Em 1979, eu, dona Lila Covas, Renata Gato, que foi mulher do Marcelo Gato, líder sindical, a família de Rubens Paiva, enfim, todas nós, a maioria mulheres, porque os homens tinham sido torturados, mortos, ou estavam fora do Brasil, eles tinham suas famílias. Aqui, nós nos reunimos, porque não era um movimento só local, era nacional, e no dia 10 de novembro de 79 nós acabamos conseguindo a anistia. Aí tivemos a volta de Paulo Freire, a volta dos intelectuais que tinham ido para o Chile depois do golpe militar no Brasil e pegaram o golpe militar de 73, o golpe que depôs Salvador Allende. E tivemos a volta de muitos que foram estudar e a maioria acabou parando na França, como o caso de FHC.

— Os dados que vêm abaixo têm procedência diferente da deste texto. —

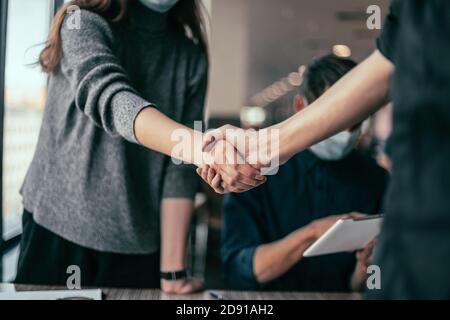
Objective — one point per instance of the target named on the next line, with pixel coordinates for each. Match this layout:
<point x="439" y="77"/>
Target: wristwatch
<point x="174" y="275"/>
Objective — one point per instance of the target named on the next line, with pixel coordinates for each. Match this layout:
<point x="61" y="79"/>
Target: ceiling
<point x="255" y="43"/>
<point x="284" y="34"/>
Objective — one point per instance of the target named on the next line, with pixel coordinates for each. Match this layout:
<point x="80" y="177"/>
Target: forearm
<point x="350" y="101"/>
<point x="176" y="217"/>
<point x="274" y="259"/>
<point x="158" y="132"/>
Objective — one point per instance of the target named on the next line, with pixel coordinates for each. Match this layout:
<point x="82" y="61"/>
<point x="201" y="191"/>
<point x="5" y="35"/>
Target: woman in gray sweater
<point x="95" y="196"/>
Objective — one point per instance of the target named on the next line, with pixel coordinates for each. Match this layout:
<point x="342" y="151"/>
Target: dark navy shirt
<point x="305" y="189"/>
<point x="413" y="251"/>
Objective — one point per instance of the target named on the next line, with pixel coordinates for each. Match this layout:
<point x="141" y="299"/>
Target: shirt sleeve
<point x="386" y="42"/>
<point x="99" y="82"/>
<point x="181" y="180"/>
<point x="242" y="233"/>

Esta é uma pequena história particular da ditadura militar em relação ao cerceamento de direitos do povo brasileiro, mas em particular, de como aconteceu com a minha família. Mexer nesses papéis é muito doloroso, mas quero dar entrada antes que o Governo Lula acabe. Tive coragem, tive auxílio de uma amiga para isso e dentro de poucos dias estaremos dando entrada no Ministério da Justiça, para que esta figura da anistia seja dada ao meu pai. Isso é muito importante.

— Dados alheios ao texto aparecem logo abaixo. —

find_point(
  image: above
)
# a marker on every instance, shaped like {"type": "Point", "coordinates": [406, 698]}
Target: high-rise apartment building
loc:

Isto repararia um erro histórico?
Telma: Em minha opinião nada repara o erro histórico. Quem vai devolver um homem que morreu, em minha opinião, porque foi impedido de fazer política, impedido de trabalhar? Ele voltou para o cais, com muita dignidade, mas aquilo que ele fazia melhor, que era justamente fazer política, ele foi impedido. Enfim, não se morre aos 50 anos, principalmente de morte matada, como eu acho que foi o meu pai.
Pesaram as atribulações do período?
Telma: Acho que foi mais a dor de você não ter o direito de fazer algo porque você tem idéias a respeito da política. Você não pode ser privado de exercer livremente aquilo que você pensa, aquilo que você acredita. Esta punição é muito dolorosa e isto não volta. Com certeza, as nossas lutas para que a democracia, que um estado de direito cada vez mais sólido seja construído, eu me dedico a elas de uma maneira quase que insana, para que momentos como este não voltem mais, para que nossos filhos e netos não tenham que passar mais por estes momentos de exceção; e (me dedico) em ajudar os países que ainda tenham este momento no seu desenvolvimento civilizatório e político, para que eles rapidamente saiam destes estágios e cheguem a outra situação de estado de direito.